There is a need to develop and test non-invasive biomarkers for the detection of liver fibrosis. In clinical practice, the NAFLD Fibrosis Score (NFS) [12] and the Fibrosis-4 index (FIB-4) scoring systems [13] run well to exclude advanced fibrosis. Thresholds for high and low NFS were >0.676 and ≤ -1.455, and for high and low FIB-4 were >2.67 and ≤ 1.30, respectively. The Enhanced Liver Fibrosis (ELF) test is another non-invasive biomarker test that highly correlates with aminotransferase levels and reveals a significantly high association with inflammation. The ELF test evaluates the impact of treatment directed at the underlying causes. Finally, the Hepamet Fibrosis Scoring System (HFS), another non-invasive test, discriminates between patients with and without advanced fibrosis with an AUROC of 0.85 shows the scores more useful in clinical practice to diagnose steatosis/ steatohepatitis/fibrosis (Table 1) [14].

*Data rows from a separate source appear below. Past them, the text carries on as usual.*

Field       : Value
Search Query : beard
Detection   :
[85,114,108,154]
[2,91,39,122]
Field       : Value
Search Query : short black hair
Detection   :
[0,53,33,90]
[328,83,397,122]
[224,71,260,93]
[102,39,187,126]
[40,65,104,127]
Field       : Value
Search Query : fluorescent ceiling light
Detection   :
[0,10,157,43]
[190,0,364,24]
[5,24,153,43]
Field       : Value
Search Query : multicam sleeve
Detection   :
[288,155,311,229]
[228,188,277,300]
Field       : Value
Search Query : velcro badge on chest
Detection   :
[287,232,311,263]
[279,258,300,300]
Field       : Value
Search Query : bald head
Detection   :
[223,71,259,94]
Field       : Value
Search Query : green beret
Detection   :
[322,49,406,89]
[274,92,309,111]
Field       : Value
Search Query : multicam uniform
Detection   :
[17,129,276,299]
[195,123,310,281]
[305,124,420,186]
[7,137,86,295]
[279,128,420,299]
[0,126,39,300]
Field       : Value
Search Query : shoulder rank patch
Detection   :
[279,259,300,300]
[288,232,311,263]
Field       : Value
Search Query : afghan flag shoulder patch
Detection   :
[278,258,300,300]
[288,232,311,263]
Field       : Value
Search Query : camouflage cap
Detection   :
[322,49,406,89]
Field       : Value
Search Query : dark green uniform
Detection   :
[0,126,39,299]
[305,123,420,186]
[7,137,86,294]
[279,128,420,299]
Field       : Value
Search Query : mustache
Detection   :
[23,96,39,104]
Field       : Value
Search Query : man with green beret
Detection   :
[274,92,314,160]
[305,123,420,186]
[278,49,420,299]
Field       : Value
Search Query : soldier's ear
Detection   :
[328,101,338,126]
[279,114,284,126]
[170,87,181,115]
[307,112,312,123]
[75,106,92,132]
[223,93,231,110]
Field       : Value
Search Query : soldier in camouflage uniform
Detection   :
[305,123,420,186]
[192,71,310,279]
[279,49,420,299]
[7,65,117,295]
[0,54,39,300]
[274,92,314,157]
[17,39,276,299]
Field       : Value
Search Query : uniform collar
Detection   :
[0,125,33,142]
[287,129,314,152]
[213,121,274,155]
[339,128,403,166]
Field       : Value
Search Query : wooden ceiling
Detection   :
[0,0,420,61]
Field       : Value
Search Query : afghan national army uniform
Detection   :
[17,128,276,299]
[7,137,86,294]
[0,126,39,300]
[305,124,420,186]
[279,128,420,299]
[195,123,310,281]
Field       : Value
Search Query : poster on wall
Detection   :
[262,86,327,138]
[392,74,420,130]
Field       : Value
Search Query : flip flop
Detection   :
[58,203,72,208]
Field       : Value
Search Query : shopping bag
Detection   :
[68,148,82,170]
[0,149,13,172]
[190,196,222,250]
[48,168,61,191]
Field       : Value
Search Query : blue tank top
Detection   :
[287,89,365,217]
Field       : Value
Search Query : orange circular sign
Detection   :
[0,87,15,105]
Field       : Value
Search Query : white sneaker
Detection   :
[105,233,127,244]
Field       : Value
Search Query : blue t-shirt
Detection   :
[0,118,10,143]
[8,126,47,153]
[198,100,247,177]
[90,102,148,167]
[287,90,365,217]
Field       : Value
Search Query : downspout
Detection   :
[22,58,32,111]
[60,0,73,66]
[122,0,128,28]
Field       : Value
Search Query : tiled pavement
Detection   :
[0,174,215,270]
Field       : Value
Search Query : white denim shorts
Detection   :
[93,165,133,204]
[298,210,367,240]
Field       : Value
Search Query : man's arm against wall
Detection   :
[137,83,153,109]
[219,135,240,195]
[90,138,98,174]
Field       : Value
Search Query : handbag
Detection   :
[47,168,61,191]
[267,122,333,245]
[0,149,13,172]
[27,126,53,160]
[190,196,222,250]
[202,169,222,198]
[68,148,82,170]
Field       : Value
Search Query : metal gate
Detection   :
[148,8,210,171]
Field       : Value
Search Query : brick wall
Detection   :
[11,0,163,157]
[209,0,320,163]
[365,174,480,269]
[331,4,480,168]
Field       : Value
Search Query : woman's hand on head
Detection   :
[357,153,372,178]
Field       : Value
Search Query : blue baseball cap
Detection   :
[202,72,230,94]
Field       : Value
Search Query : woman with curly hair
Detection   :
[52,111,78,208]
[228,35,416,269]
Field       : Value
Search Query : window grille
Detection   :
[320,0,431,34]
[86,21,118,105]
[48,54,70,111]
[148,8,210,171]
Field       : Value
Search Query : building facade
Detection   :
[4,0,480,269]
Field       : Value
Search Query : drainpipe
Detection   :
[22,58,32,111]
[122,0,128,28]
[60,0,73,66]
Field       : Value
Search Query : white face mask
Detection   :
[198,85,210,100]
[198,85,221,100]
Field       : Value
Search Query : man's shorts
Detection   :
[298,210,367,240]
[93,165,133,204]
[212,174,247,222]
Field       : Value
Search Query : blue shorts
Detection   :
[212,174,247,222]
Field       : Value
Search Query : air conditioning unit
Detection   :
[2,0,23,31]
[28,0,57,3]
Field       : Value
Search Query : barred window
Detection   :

Table 1: EScores more useful in clinical practice to diagnose steatosis/steatohepatitis/fibrosis.

The future

The advances in novel serum markers, including cytokeratin 18 fragments (CK18-F) and insulin-like growth factor-1 (IGF-1), have shown desirable performance in routine screening for NAFLD [15]. Nevertheless, a recent study shows that the well-validated biomarker panels for diagnosing different stages of NAFLD, such as simple steatosis, steatohepatitis, and advanced fibrosis, may underperform in patients with type 2 diabetes. The study suggests that patients with type 2 diabetes will require tailored specific prediction models of fibrosis. However, it may be late to take action in reversing the fibrosis stage. Therefore, it is crucial to detect steatosis and steatohepatitis to prescribe an effective treatment before developing fibrosis.

Treatment: What is the Best Moment to Start it?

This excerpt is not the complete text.